Именно по этой причине на наших, так сказать, корпоративных вечеринках я редко бывал один. Подружки, с которыми я вечером в субботу жарил мясо, как правило, утром в воскресенье просыпались в моей постели. Я готовил воскресный пир для двоих, и мои спутницы с восторгом помогали мне. После обеда, сонные, пресыщенные, мы старались удовлетворить основной инстинкт на диване в гостиной или на кровати в спальне. А в понедельник я возвращался на службу и снова бродил по самым темным закоулкам мира, где требовались другие основные инстинкты.
Нагел был моим напарником. Нас с ним связывали странные отношения. Иногда мы с Нагедом становились похожи на давно женатых супругов: мы проводили целые дни в мелких стычках. На поверхности наши отношения характеризовал нескончаемый конфликт, но в глубине таились уважение и любовь, способные вынести все.
Наши отношения закалились в ходе работы, когда мы вместе противодействовали насилию, крови и убийствам. Целых два года мы плечом к плечу стояли на линии огня. Нам пришлось расследовать все возможные преступления, совершенные человеком против человека. Когда мы шли по следу преступника, мы забывали обо всем на свете.

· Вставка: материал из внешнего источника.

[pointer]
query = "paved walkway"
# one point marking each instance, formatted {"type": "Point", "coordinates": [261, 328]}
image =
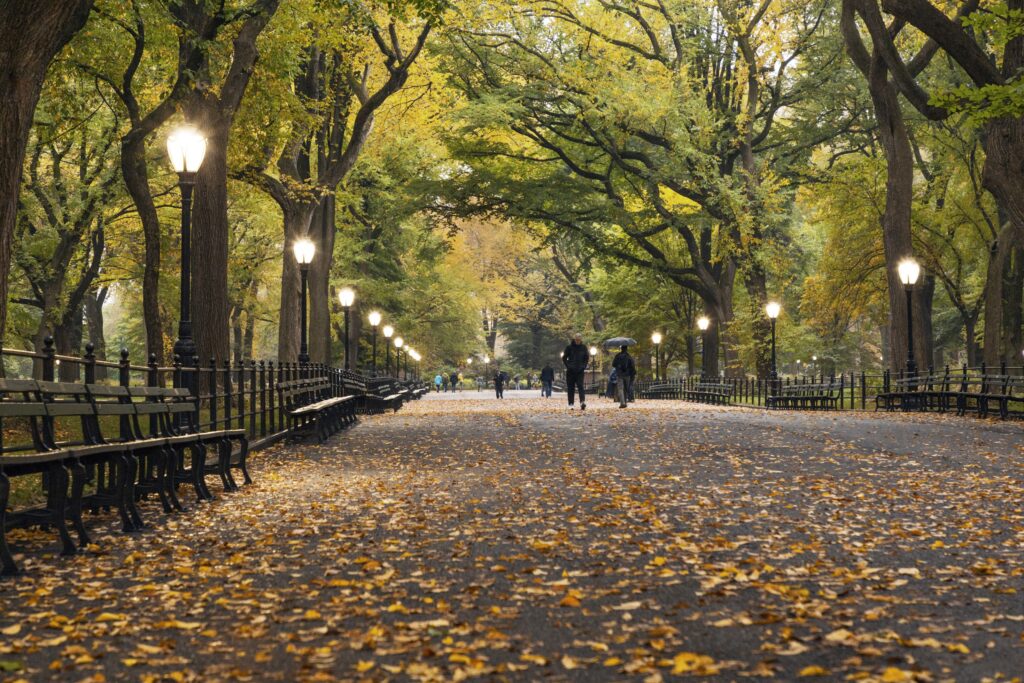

Нагел был малообразованным человеком и не стремился учиться. Он заявлял: нельзя достичь вершин в полицейской службе по учебнику или слушая лекции. Он терпеть не мог притворяться, еще меньше любил, так сказать, расшаркиваться в повседневном общении — не любил лжи во спасение, ложной вежливости, символов более высокого социального статуса.
— Полное говно. — Таков был его обычный приговор. При этом он покачивал головой в ответ на все, что казалось ему бессмыслицей. Он употреблял это выражение часто, его да еще бесконечные вариации другого популярного бранного слова. Именно Нагел научил меня ругаться. Привычка постоянно вставлять в речь непечатные слова была заразительной, как опасный вирус.
Нагел был единственным детективом в отделе убийств и ограблений, которого не волновало бессердечие нашей работы. Криминальные наклонности он считал неотъемлемой частью рода человеческого. А свою роль видел в том, чтобы помочь правосудию восторжествовать. Он выслеживал и ловил убийц, насильников, воров, не думая о них, не мучаясь, не пытаясь поставить себя на их место или на место жертвы. Я вовсе не хочу представить Нагела человеком с тонкой душевной организацией, огрубевшим от общения с подонками общества. Нагел был примитивен по натуре, и потому, наверное, он был лучшим полицейским из всех, кого я знаю.